Sight loss and acceptance: time heals all wounds if you let it
My eyes and I are coming up to our second anniversary. On April 1st, it will be two years since I registered blind. And since I am planning to participate fully in the joys of April Fool's Day - I do live with two boys, after all - I am suddenly aware of just how far I’ve come. My sense of humour was definitely on sabbatical this time last year, so the fact that I am feeling mischievous again has given rise to a very warm and fuzzy feeling all over.
If you would have told me that time heals all wounds two years ago, I am sure that I would have either cried, bitten your head off or looked at you in wonderment as if you were speaking Dalek, but now, I know it's true, but there is a proviso and that is that you have to let it, or if you are me, you have to push it along at a rapid pace and get it over with. Either way, you can’t pick at said wound and you just have to leave it. You can, of course, watch it heal if you want to, but it won’t make it happen any faster. Each individual has their own special relationalship with time in these situations and it’s circumstantial.

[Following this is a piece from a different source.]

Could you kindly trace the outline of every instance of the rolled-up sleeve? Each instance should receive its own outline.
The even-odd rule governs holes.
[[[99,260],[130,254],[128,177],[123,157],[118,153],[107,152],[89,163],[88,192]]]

I have always asserted that I am fortunate, and my good fortune continues to prevail. Although I can certainly declare that these past two years have been tumultuous, they have also been incredibly rewarding, as my life has taken an unanticipated direction and I have found a way to help make this crazy world we live in a better place and a gift like that makes me a very lucky girl indeed.
And with that gift in hand, I actually realise that I feel more able now than I ever did before I got on this rollercoaster ride of alleged disability. Sure, I will never get my eyesight back, but at this point, it matters not. I have gone through the grieving process and haven't just stopped at Acceptance. My loss has been replaced by so many other things that make me so much happier. If given the choice, I wouldn’t change a single thing.
So roll on April Fool's Day. I am ready and waiting.